The practical nurse is collaborating with the registered nurse to develop a care plan for a homeless client just brought into the emergency department with frostbite to the fingers and toes. The client is experiencing numbness, and assessment shows mottled skin. Which interventions should be included in the client's plan of care? Select all that apply.
- A. Apply occlusive dressings after rewarming
- B. Elevate affected extremities after rewarming
- C. Massage the areas to increase circulation
- D. Provide adequate analgesia
- E. Provide continuous warm water soaks
Correct Answer: B,D
Rationale: Elevation reduces swelling post-rewarming. Analgesia manages pain. Occlusive dressings trap moisture, massaging risks tissue damage, and continuous soaks may cause maceration.
The nurse is talking with the parent of a 5-year-old client about managing recurrent nosebleeds at home. Which of the following statements would be appropriate for the nurse to make? Select all that apply.
- A. Apply direct pressure by pinching your child's nostrils together for 5-15 minutes.
- B. Take your child to the emergency department as soon as possible.
- C. Tell your child to lie down and turn your child on the left side.
- D. Provide reassurance to keep your child calm and quiet.
- E. Place a cold cloth over the bridge of your child's nose.
Correct Answer: A,D,E
Rationale: Pressure , reassurance , and cold cloth control bleeding and anxiety. ED visits are unnecessary for recurrent nosebleeds, and lying down risks aspiration.
The nurse is giving unlicensed assistive personnel directions for bathing a client who has a surgical incision infected with methicillin-resistant Staphylococcus aureus. Which instructions would be most effective for reducing infection?
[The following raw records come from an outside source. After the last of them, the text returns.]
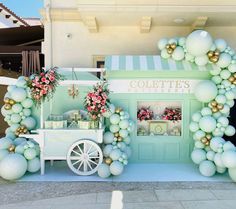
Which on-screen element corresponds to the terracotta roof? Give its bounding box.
[0,3,29,26]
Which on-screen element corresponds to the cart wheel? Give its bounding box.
[67,139,103,176]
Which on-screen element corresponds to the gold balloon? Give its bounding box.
[10,99,16,105]
[117,137,123,142]
[4,97,10,104]
[211,107,219,113]
[170,43,176,49]
[214,50,220,57]
[206,134,211,140]
[114,132,119,137]
[105,157,112,165]
[217,104,224,110]
[4,104,11,110]
[211,101,217,107]
[8,144,16,152]
[167,48,174,54]
[207,51,214,58]
[166,44,171,49]
[228,76,235,83]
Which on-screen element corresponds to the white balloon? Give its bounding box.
[186,30,213,56]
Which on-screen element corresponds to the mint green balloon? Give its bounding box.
[110,114,120,125]
[109,149,122,161]
[0,137,13,150]
[21,98,34,108]
[27,157,40,173]
[15,145,25,155]
[12,103,23,113]
[24,148,37,160]
[0,149,9,161]
[194,80,217,103]
[11,113,21,123]
[110,125,120,133]
[103,131,114,144]
[0,153,27,180]
[228,167,236,182]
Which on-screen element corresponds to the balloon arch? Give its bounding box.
[158,30,236,181]
[0,30,236,181]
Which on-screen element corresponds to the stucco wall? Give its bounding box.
[45,21,236,67]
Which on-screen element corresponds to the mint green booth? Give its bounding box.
[105,56,218,163]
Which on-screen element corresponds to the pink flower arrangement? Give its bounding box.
[137,107,153,121]
[84,82,110,120]
[28,68,62,105]
[162,108,182,121]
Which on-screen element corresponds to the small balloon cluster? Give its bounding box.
[0,76,40,180]
[158,30,236,68]
[98,104,134,178]
[162,30,236,181]
[0,137,40,180]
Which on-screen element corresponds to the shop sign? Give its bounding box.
[108,79,201,93]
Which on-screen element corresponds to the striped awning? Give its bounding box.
[105,55,218,71]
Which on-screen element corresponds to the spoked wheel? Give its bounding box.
[67,140,103,176]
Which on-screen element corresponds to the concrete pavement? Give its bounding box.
[0,181,236,209]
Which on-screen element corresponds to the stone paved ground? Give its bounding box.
[0,181,236,209]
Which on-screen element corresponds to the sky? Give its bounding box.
[0,0,43,17]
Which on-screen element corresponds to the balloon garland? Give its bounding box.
[98,104,134,178]
[0,76,40,180]
[158,30,236,181]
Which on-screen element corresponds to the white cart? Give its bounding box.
[21,128,104,175]
[21,68,104,175]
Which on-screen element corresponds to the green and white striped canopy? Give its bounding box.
[105,55,218,71]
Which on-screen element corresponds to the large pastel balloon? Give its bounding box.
[225,125,235,136]
[199,160,216,176]
[21,117,36,130]
[186,30,213,56]
[214,39,227,52]
[195,55,208,66]
[27,157,40,173]
[228,167,236,182]
[110,161,124,176]
[110,125,120,133]
[11,88,27,102]
[189,122,199,132]
[98,163,111,178]
[194,81,217,102]
[12,103,23,113]
[0,153,27,180]
[24,148,37,160]
[172,46,184,61]
[199,116,216,133]
[21,98,34,108]
[11,113,21,123]
[191,149,206,164]
[210,137,225,152]
[110,149,122,161]
[0,137,13,150]
[103,131,114,144]
[222,150,236,168]
[110,114,120,125]
[0,149,9,161]
[119,120,129,129]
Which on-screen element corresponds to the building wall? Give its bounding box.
[44,21,236,67]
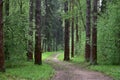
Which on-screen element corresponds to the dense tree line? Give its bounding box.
[0,0,120,72]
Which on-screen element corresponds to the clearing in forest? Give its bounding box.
[46,53,113,80]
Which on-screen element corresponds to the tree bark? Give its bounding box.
[71,0,74,57]
[27,0,34,60]
[5,0,9,16]
[0,0,5,72]
[85,0,91,62]
[35,0,42,65]
[64,1,70,61]
[76,17,79,42]
[90,0,98,65]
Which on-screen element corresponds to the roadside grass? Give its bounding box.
[0,52,54,80]
[58,53,120,80]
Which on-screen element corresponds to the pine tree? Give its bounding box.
[64,1,70,61]
[0,0,5,72]
[35,0,42,65]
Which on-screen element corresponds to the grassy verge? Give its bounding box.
[58,54,120,80]
[0,52,54,80]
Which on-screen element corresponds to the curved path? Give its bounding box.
[46,53,113,80]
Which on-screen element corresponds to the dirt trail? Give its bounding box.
[46,53,113,80]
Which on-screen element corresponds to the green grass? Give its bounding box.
[0,52,54,80]
[42,52,54,60]
[89,65,120,80]
[58,53,120,80]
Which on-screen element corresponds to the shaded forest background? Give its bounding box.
[0,0,120,72]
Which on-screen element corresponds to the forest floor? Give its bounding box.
[46,53,113,80]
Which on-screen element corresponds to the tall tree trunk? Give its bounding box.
[0,0,5,72]
[5,0,9,16]
[71,0,74,57]
[4,0,10,60]
[90,0,98,65]
[27,0,34,60]
[85,0,91,61]
[76,17,79,42]
[35,0,42,65]
[101,0,107,13]
[64,1,70,61]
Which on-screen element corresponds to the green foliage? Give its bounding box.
[89,65,120,80]
[98,1,120,64]
[0,52,54,80]
[4,0,29,61]
[0,62,54,80]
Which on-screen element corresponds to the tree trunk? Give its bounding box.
[90,0,98,65]
[64,1,70,61]
[76,17,79,42]
[101,0,107,13]
[0,0,5,72]
[71,0,74,57]
[85,0,91,61]
[35,0,42,65]
[27,0,34,60]
[5,0,9,16]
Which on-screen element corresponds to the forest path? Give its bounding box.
[46,53,113,80]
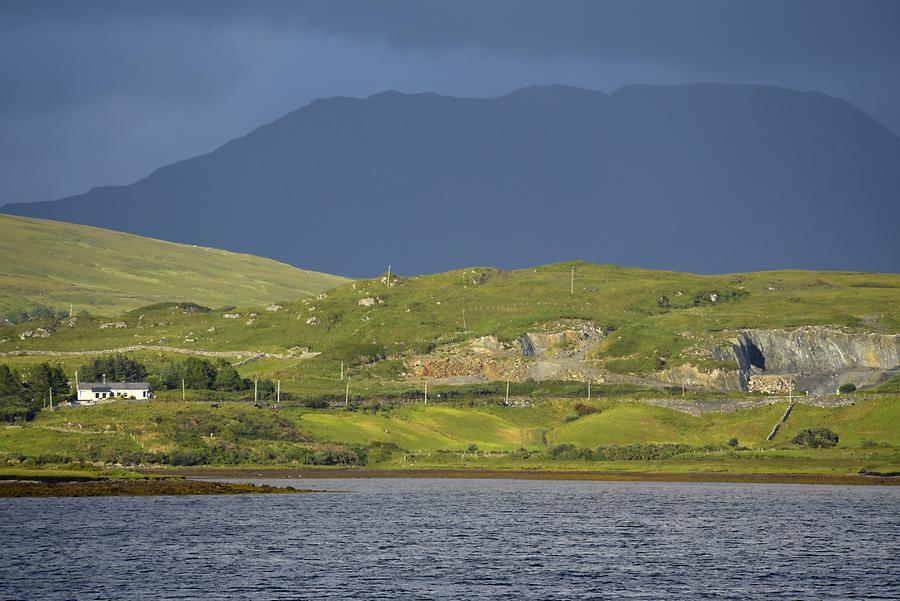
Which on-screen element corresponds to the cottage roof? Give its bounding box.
[78,382,150,392]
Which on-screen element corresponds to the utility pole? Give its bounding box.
[788,374,794,404]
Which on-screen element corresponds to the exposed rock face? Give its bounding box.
[469,336,504,354]
[408,322,604,382]
[657,364,741,391]
[747,374,793,394]
[732,326,900,394]
[411,354,528,381]
[19,328,51,340]
[734,327,900,373]
[520,327,601,357]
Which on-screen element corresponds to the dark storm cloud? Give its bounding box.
[0,0,900,203]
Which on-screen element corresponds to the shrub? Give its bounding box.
[572,401,600,417]
[791,428,839,449]
[547,442,575,457]
[78,353,147,382]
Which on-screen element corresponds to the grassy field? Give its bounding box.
[0,397,900,474]
[0,262,900,395]
[0,215,346,316]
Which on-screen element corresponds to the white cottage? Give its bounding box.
[77,382,150,403]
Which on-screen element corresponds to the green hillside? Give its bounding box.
[0,215,346,315]
[0,398,900,473]
[0,262,900,396]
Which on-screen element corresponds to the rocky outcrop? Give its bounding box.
[747,374,795,394]
[732,326,900,394]
[519,325,603,357]
[656,364,741,392]
[19,328,53,340]
[734,326,900,373]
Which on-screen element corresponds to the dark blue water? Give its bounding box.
[0,480,900,600]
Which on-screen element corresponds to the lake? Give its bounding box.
[0,479,900,600]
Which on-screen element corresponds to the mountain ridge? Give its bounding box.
[0,83,900,275]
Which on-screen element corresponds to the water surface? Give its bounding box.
[0,479,900,600]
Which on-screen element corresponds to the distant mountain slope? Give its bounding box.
[0,215,346,314]
[2,84,900,275]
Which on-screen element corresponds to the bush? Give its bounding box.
[572,401,600,417]
[791,428,839,449]
[78,353,147,382]
[547,442,575,457]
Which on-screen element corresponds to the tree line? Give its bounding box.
[0,353,282,422]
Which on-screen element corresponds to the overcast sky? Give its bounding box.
[0,0,900,204]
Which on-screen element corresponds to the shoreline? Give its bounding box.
[0,477,318,499]
[148,467,900,486]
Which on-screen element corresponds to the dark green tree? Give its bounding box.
[791,428,839,449]
[0,365,23,397]
[27,363,69,402]
[78,353,147,382]
[213,361,244,391]
[184,357,216,390]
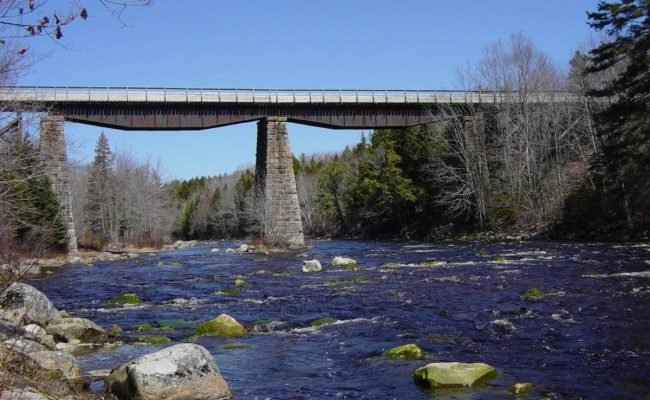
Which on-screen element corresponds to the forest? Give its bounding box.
[0,5,650,262]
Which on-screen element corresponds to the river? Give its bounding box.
[28,241,650,399]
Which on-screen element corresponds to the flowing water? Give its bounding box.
[31,241,650,399]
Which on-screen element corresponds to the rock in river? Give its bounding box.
[414,362,495,388]
[332,257,357,270]
[382,344,424,360]
[0,282,60,325]
[107,343,232,400]
[196,314,248,336]
[29,351,81,380]
[45,318,106,342]
[302,260,323,272]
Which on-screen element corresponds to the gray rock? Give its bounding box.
[95,251,117,261]
[23,324,47,336]
[0,282,60,325]
[107,343,232,400]
[0,320,19,341]
[13,260,41,276]
[88,369,111,379]
[2,339,47,355]
[490,319,517,333]
[45,318,106,342]
[0,388,52,400]
[302,260,323,272]
[29,351,81,379]
[332,257,357,270]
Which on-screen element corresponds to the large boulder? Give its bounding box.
[302,260,323,272]
[196,314,248,336]
[332,257,357,271]
[0,388,52,400]
[22,324,56,350]
[2,338,47,355]
[414,362,495,388]
[0,320,19,340]
[382,344,425,360]
[107,343,232,400]
[28,351,81,380]
[45,318,106,342]
[0,282,60,326]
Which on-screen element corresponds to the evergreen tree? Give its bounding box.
[85,132,115,242]
[588,0,650,228]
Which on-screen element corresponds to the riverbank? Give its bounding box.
[12,240,650,399]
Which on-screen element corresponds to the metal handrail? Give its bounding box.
[0,86,582,104]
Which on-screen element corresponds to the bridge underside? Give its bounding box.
[48,103,437,131]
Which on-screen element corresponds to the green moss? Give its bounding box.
[214,289,243,296]
[524,288,546,299]
[196,314,248,336]
[307,317,336,327]
[382,344,425,360]
[508,382,533,394]
[109,293,142,304]
[219,343,255,351]
[381,263,402,267]
[418,260,447,267]
[129,324,153,332]
[136,335,171,344]
[156,319,194,329]
[414,362,496,388]
[156,261,181,267]
[321,275,368,285]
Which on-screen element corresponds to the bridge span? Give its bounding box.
[0,86,584,252]
[0,86,580,130]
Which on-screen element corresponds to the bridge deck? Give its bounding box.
[0,86,581,105]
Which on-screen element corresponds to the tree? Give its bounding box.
[587,0,650,228]
[85,132,115,242]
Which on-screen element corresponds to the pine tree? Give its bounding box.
[588,0,650,228]
[85,132,115,242]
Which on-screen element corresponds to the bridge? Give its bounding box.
[0,86,584,255]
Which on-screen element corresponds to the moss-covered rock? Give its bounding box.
[214,289,243,296]
[381,262,404,268]
[219,343,256,351]
[196,314,248,336]
[524,288,546,300]
[418,260,447,267]
[156,319,194,329]
[508,382,533,394]
[414,362,495,388]
[129,324,153,332]
[307,317,336,327]
[109,293,142,305]
[136,335,172,344]
[382,344,425,360]
[332,257,357,271]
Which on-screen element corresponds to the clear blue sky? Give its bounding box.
[21,0,597,179]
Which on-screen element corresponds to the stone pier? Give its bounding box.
[255,117,305,247]
[40,115,78,258]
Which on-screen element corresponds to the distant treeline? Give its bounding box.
[0,23,650,261]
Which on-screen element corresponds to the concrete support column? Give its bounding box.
[40,115,78,258]
[255,117,305,247]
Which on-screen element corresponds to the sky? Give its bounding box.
[20,0,597,180]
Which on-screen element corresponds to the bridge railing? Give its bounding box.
[0,86,582,104]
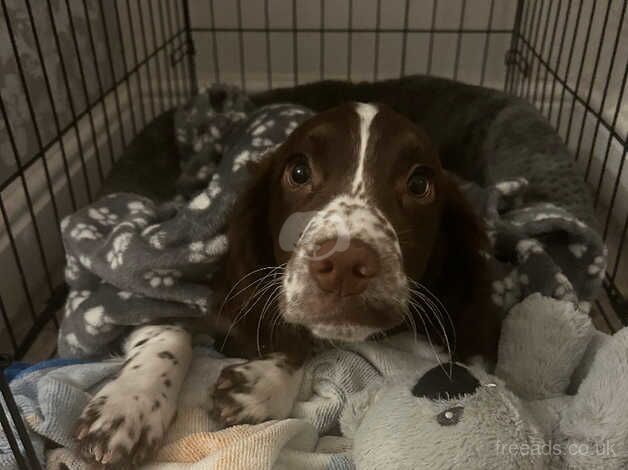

- A. Assist the client to the shower and provide directions to use antibacterial soap
- B. Delay the bath until the client has received antibiotic therapy for 24 hours
- C. Use a bath basin with warm water and a new washcloth for each body area
- D. Use packaged pre-moistened cloths containing chlorhexidine to bathe the client
Correct Answer: D
Rationale: Chlorhexidine cloths effectively reduce MRSA. Antibacterial soap is less specific, delaying the bath is unnecessary, and a bath basin risks contamination.
The nurse is collecting data from a 2-week-old client who has tetralogy of Fallot. Which of the following findings would be a priority to follow up?
- A. cyanosis resolves in the knee-chest position
- B. weight gain of 0.6 lb (0.27 kg) since birth
- C. hematocrit level of 67% (0.67)
- D. murmur noted on auscultation
Correct Answer: C
Rationale: Elevated hematocrit indicates polycythemia, a serious complication of tetralogy of Fallot. Knee-chest relief , weight gain , and murmurs are expected.